By the time I hit my teens, mom left dad and we moved to a new community. Life got better. I went to college and earned a degree in graphic arts. I got married and had kids.

This is where it gets rough, again. Just because I was born with an optimism strength doesn’t mean I wasn’t also born with some mental health related genes. With those babies came postpartum depression and my support system wasn’t strong enough to offer me much resilience. I crashed.

AI Image: Postpartum depression

My Calling Into Midwifery

I was one of those kids who loved nature. Always collecting butterflies and such. I especially loved watching the process of reproduction.

Fast forward to postpartum depression. I was felt blown off and belittled by the medical profession when my physical symptoms surfaced. And, I lost my mom. These events are what motivated me to take my interest in birth and babies to the next step. I became a childbirth educator, then an OB nurse. Six years later, I completed my MSN in nurse-midwifery.

A picture of me from a book I made for my grandkids.

I practiced as a nurse-midwife for about 15 years total. I loved the births and studying the science. The hours and politics where a tremendous challenge and by now I was a single mom. I had episodes of depression, as my mother had before me. Fortunately, my optimism and therapist were resilience-builders. But, I wanted to reset my default mood.

Finding Positive Psychology

I was introduced to the work of Dr. Martin Seligman through a work colleague. I was fascinated with the idea that I had influence over my own happiness. I maxed out my credit card and took Dr Seligman’s Authentic Happiness Coaching back in 2004. It was a life-trajectory changer.
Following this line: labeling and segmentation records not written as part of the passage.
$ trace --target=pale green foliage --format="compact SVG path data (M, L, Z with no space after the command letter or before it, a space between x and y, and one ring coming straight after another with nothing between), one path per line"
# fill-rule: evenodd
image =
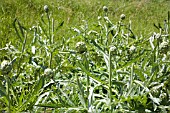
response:
M68 3L74 10L81 4L75 1ZM14 20L17 40L0 48L1 112L170 111L170 14L164 17L168 27L155 25L145 37L126 12L113 21L112 8L103 6L94 21L81 18L62 38L58 34L67 22L56 18L50 5L41 7L36 25Z

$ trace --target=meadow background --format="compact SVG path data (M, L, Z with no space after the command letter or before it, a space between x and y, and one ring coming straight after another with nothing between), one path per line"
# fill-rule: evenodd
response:
M0 0L0 111L169 113L169 8Z

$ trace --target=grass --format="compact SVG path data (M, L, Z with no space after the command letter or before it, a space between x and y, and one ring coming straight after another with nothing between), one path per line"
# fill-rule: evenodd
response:
M169 112L169 4L0 1L0 111Z

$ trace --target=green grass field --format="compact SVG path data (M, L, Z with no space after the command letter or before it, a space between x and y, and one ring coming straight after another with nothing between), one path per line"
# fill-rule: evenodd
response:
M169 113L169 0L0 0L0 112Z

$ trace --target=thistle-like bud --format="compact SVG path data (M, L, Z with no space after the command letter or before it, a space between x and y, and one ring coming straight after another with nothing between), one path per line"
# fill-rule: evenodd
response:
M135 47L134 45L132 45L132 46L130 47L130 49L129 49L129 50L130 50L130 52L131 52L131 53L133 53L133 52L135 52L135 51L136 51L136 47Z
M1 71L2 74L8 74L10 71L12 70L12 65L10 64L10 62L8 60L4 60L1 63Z
M53 70L50 69L50 68L45 69L44 70L44 75L46 75L46 76L53 75Z
M110 54L116 54L117 48L115 46L110 47Z
M121 15L120 15L120 19L121 19L121 20L124 20L125 18L126 18L125 14L121 14Z
M169 50L169 44L168 42L166 41L163 41L161 44L160 44L160 49L161 49L161 52L162 53L166 53L168 50Z
M86 44L84 42L78 42L76 44L76 49L77 49L77 52L80 53L80 54L87 51L87 47L86 47Z
M44 11L45 11L46 13L48 13L48 11L49 11L48 5L45 5L45 6L44 6Z
M108 8L106 6L103 6L103 11L108 12Z

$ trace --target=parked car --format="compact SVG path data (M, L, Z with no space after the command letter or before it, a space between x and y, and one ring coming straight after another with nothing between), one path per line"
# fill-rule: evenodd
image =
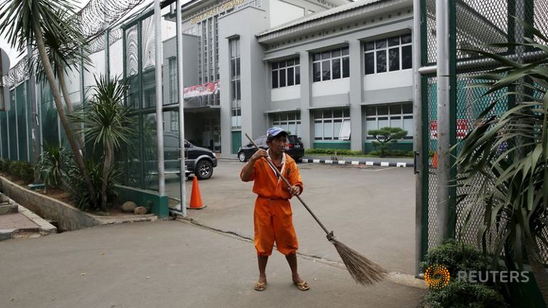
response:
M164 159L166 173L180 175L178 138L176 135L164 135ZM194 174L198 180L211 178L213 168L217 167L217 157L209 149L196 146L185 140L185 173Z
M266 136L260 136L253 140L257 145L260 148L267 150L268 145L266 144ZM248 161L249 158L257 151L255 146L251 143L240 147L238 150L238 159L240 162ZM305 155L305 148L300 138L297 135L290 135L288 136L288 143L285 144L285 153L296 161L300 161Z

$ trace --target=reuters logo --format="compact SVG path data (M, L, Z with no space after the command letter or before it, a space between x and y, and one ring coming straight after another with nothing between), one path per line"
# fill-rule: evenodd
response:
M449 283L449 270L443 265L430 265L425 272L425 281L433 289L440 289Z

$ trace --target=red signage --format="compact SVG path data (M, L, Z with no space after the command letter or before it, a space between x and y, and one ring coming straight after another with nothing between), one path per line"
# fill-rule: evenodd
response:
M437 121L430 121L430 139L437 140ZM457 139L462 139L468 133L468 119L457 119Z
M219 81L202 83L201 85L191 86L185 88L185 98L190 98L196 96L204 96L206 95L216 93L219 91Z

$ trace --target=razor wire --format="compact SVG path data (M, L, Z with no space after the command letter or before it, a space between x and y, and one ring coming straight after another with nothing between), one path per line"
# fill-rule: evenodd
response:
M126 16L131 9L144 2L145 0L91 0L77 15L80 16L80 28L83 37L88 39L86 43L90 53L105 48L106 40L103 34L107 27L116 23ZM123 38L123 31L120 27L111 31L108 36L109 43L113 43ZM36 52L31 56L37 58ZM29 67L29 56L26 55L16 63L2 78L3 86L11 88L26 80L31 71Z

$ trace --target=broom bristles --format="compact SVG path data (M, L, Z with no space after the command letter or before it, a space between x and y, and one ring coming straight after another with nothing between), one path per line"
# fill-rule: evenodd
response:
M362 285L372 284L386 277L386 270L379 265L337 240L331 239L330 241L356 283Z

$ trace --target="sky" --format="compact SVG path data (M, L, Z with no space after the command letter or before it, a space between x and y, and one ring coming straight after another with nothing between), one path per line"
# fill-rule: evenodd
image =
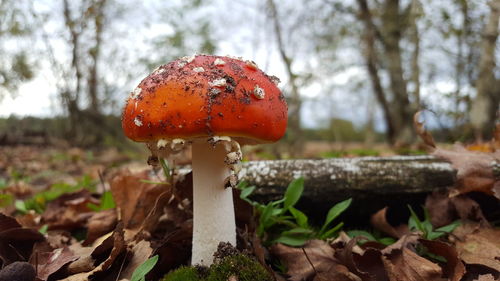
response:
M134 1L131 0L116 1L118 3L122 2L124 6L129 5L130 7L130 4L134 5ZM50 11L58 8L54 4L56 2L39 0L33 3L36 3L35 9L37 10ZM188 20L192 19L196 21L199 17L216 15L214 23L219 27L214 29L215 34L213 34L213 37L217 40L218 50L216 54L242 56L245 59L253 60L268 74L280 77L282 80L281 86L284 86L287 83L287 75L278 49L276 48L275 38L269 32L269 21L266 20L266 16L262 14L262 11L257 6L256 3L258 2L214 0L212 5L202 10L199 14L193 15L193 18L188 18ZM175 0L169 3L178 5L182 2L181 0ZM148 42L151 38L172 32L172 27L165 24L165 21L162 21L165 13L153 13L148 15L148 17L143 16L147 11L160 10L163 7L161 5L165 4L154 0L147 0L142 2L142 5L133 6L133 9L125 10L123 15L117 15L119 20L113 21L114 24L110 30L113 30L115 33L114 36L118 37L124 43L120 44L123 46L120 54L106 54L110 60L115 60L114 64L111 64L112 66L133 66L130 61L126 61L124 58L137 56L138 53L144 52L143 50L150 49ZM237 15L234 14L236 10L238 11ZM166 13L168 14L169 11L167 10ZM288 11L284 11L283 13L288 13ZM286 24L286 21L290 20L289 18L293 18L293 15L287 14L287 17L284 17L283 23ZM223 28L220 28L221 26ZM49 35L60 32L62 30L62 18L51 17L47 22L44 22L43 27ZM289 39L293 41L299 37L300 42L300 36L307 35L307 32L307 28L301 27L297 32L286 34L285 40ZM429 37L429 35L423 35L423 44L428 44L429 42L433 44L433 40L425 41L426 36ZM69 52L65 49L64 42L60 40L52 40L51 42L57 58L69 63ZM26 44L27 42L10 43L12 45L11 48L16 48L17 44ZM294 71L298 72L307 68L314 69L319 65L317 61L307 56L307 52L309 51L307 49L307 42L303 43L287 45L289 54L293 55ZM349 44L359 44L359 42L351 42ZM43 46L38 43L35 44L34 49L40 51L43 49ZM355 124L362 125L367 120L367 107L376 104L370 84L366 83L368 81L366 70L359 63L359 50L354 49L353 46L343 50L343 52L339 53L338 61L336 61L340 65L338 67L340 70L328 72L328 70L320 69L318 71L322 72L321 75L324 75L323 79L301 88L301 95L304 99L301 117L305 127L324 126L332 117L348 119ZM144 55L144 53L141 55ZM184 55L191 55L191 53ZM423 56L423 63L427 63L426 60L432 61L435 60L435 57ZM343 64L345 64L345 67L342 66ZM55 79L51 71L51 65L48 61L38 62L38 65L38 75L33 80L22 84L14 97L7 95L0 101L0 117L6 117L11 114L17 116L50 117L62 113L56 95L56 85L54 84ZM441 63L438 64L438 67L440 67L438 68L439 71L443 71L443 69L446 71L446 68L449 66L446 66L446 63ZM117 88L118 92L116 93L118 108L115 108L114 112L119 111L129 92L153 69L137 71L133 77L127 80L116 75L105 75L105 79L117 81L116 83L119 84ZM353 85L360 81L365 82L363 87L353 87ZM356 91L356 93L353 94L353 91ZM443 78L437 79L432 84L423 83L421 95L424 100L431 104L444 104L444 106L447 106L443 102L442 96L436 93L452 91L455 91L454 82L449 78ZM377 129L383 130L382 115L378 106L376 107L375 114Z

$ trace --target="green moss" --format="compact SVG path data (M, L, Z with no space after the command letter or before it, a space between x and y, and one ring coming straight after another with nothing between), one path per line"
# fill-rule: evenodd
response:
M221 262L213 264L207 281L226 281L230 276L236 276L238 281L273 280L269 272L256 260L243 255L229 256Z
M198 270L192 266L183 266L169 272L162 281L202 281L198 276Z
M259 262L247 255L238 254L213 264L206 278L200 277L197 268L184 266L169 272L162 281L227 281L231 276L235 276L238 281L273 280Z

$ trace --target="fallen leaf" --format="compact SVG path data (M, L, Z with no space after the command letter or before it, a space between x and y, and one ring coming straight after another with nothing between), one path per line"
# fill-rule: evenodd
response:
M485 274L485 275L479 275L477 279L474 279L474 281L498 281L498 279L496 279L491 274Z
M495 179L492 165L500 162L500 151L494 153L468 151L460 145L455 145L453 150L438 148L432 154L449 161L457 170L457 182L452 195L471 191L493 195L492 189L498 179Z
M127 266L120 273L120 278L130 279L134 270L144 263L151 254L153 253L153 249L151 248L151 244L148 241L142 240L137 243L134 243L132 249L130 250L130 254L132 255L131 260L128 262Z
M338 264L333 248L322 240L311 240L302 248L278 243L271 246L270 251L286 264L291 281L307 280L316 273L328 272Z
M94 214L87 207L89 203L96 204L98 201L86 189L65 193L47 204L42 215L43 222L49 225L49 229L70 231L83 228L87 224L87 220Z
M446 259L444 264L445 277L450 281L460 281L465 274L465 266L458 258L458 253L454 247L441 241L431 241L420 239L429 252Z
M193 238L192 220L186 221L177 230L170 232L163 239L154 241L153 255L158 255L157 267L164 270L163 274L182 264L187 264L191 257L191 241ZM155 276L160 278L160 276Z
M489 225L479 204L466 195L450 197L448 192L434 192L427 196L425 209L429 212L435 228L448 225L457 219Z
M381 253L384 255L389 255L395 250L402 250L408 247L414 247L418 243L418 239L420 239L420 234L418 233L410 233L403 235L401 238L399 238L396 243L391 244L387 247L385 247Z
M109 251L111 248L111 252ZM97 261L99 265L88 272L81 272L77 274L70 275L64 281L84 281L91 280L94 275L102 273L108 270L114 262L117 260L118 256L126 251L126 245L123 238L123 224L118 223L113 234L105 239L102 244L97 246L91 253L90 256L82 256L84 260ZM76 260L74 263L77 263ZM71 264L70 264L71 266ZM99 280L99 279L98 279Z
M333 264L327 271L319 272L313 281L362 281L360 277L352 273L341 264Z
M33 281L35 268L27 262L14 262L0 270L0 281Z
M449 161L452 167L457 170L457 182L455 184L453 195L468 193L471 191L484 192L486 194L495 195L493 192L494 185L500 181L498 175L495 177L493 166L500 163L500 150L496 150L499 142L499 126L496 126L494 138L489 148L478 148L480 151L471 151L464 148L462 145L455 145L452 150L437 148L432 135L424 129L423 122L419 122L420 112L414 115L414 124L420 138L427 144L432 152L432 155ZM486 150L487 152L483 152Z
M36 277L40 280L47 280L51 274L78 258L68 247L55 249L49 253L40 253L36 259L38 262Z
M14 218L0 213L0 260L3 265L27 261L33 245L45 241L36 229L22 227Z
M441 267L404 248L382 256L390 281L444 281Z
M115 209L94 213L87 222L87 238L82 243L84 246L92 244L97 238L112 231L117 223Z
M354 255L356 266L360 271L366 272L368 278L363 281L387 281L389 277L384 269L382 253L375 248L366 248L363 255Z
M479 264L500 271L500 230L479 228L456 242L458 256L467 264Z
M157 198L167 185L145 183L147 171L139 174L123 172L111 181L111 193L126 229L138 229L155 206Z
M342 235L342 233L344 233ZM348 237L345 232L341 232L341 236L346 236ZM345 238L344 238L345 239ZM337 240L337 239L336 239ZM346 266L349 271L355 275L358 278L361 278L365 281L380 281L380 280L385 280L385 279L380 279L376 274L373 274L372 272L366 271L360 264L358 264L358 261L362 259L364 256L364 251L359 248L357 245L358 241L362 240L361 237L355 237L353 239L350 239L345 243L344 247L336 247L335 245L340 244L339 242L335 243L333 245L335 249L335 258L341 263L342 265ZM357 250L354 250L357 249ZM368 254L370 255L370 254ZM365 257L364 261L367 261L368 255ZM378 254L378 260L375 260L372 262L377 263L380 260L380 253ZM379 263L381 265L381 262Z

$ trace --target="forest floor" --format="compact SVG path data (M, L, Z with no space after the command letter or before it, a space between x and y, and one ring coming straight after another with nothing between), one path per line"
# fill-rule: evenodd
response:
M325 151L336 150L320 153L329 156ZM350 151L340 156L387 155L381 149ZM280 211L296 227L263 226L265 205L252 202L247 189L236 203L238 250L274 280L499 280L500 220L488 221L467 196L474 190L499 197L498 178L482 165L498 151L434 154L454 164L459 186L429 194L425 217L413 206L407 224L390 225L382 209L363 230L329 225L348 208L344 201L325 214L331 220L324 227L311 226L307 214L304 221L291 210L301 192L294 183L284 196L298 197ZM160 280L187 265L191 184L175 174L167 181L142 157L114 149L0 147L0 281Z

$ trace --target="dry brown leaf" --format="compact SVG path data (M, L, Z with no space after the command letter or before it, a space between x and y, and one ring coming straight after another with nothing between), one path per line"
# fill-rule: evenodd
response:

Authentic Happiness Coaching course 2005

As my body tired of midwifery hours, positive psychology quickly became my new passion in life. I switched nursing career tracks and became a college nursing faculty – but I kept on studying from the best and brightest in positive psychology.

The Intersection of Nurse-Midwifery and Positive Psychology

I loved my nursing students, but it wasn’t the same passion that I had in my heart for midwifery. My career felt flat. As I pondered the future, the Call the Midwife series started on PBS. Every episode stirred my soul. I was a midwife and midwifery is larger than just birthing babies. Jennifer Worth, the author of the Call the Midwife book series, touched my soul with the words, “Midwifery is the very stuff of life.”

Was there an intersection of nurse-midwifery and positive psychology? And, would it be possible to center my career around that? I returned to school at Frontier Nursing University for my Doctor of Nursing Practice in 2015. My intent was to find that magic intersection.

I attended the US Army resilience training course as an observer in 2016

And, I found it! But, not alone. I worked with some of the best and brightest positive psychology leaders in the country. I discovered amazing links between health and resilience. I had found my new path! Here is a link to my doctoral project:

Self-Reported Optimism at a Warrior Resource Center: A Pilot Initiative

Realism and Career

After school, my passion turned into nursing academic daily tasks, again. Some of them seemed the reverse of the “learned optimism” that I wanted to be my career path. Suffice it to say that I had to pay the bills. So, for 6 years I returned to the role that I knew would pay student loans, groceries, etc.

I retired from traditional work a couple years ago. I started my dream business Art from the Hartt because living positive psychology means using our top strengths every day. I have been busy learning to be an artist entrepreneur.

Working on a tile clock in my basement studio.

On The Road To Resilience, Again!

I knew my soul would yearn to return to positive psychology and so here I am. My vision is to continue my journey at the intersection of nurse-midwifery and positive psychology. This website is the first step.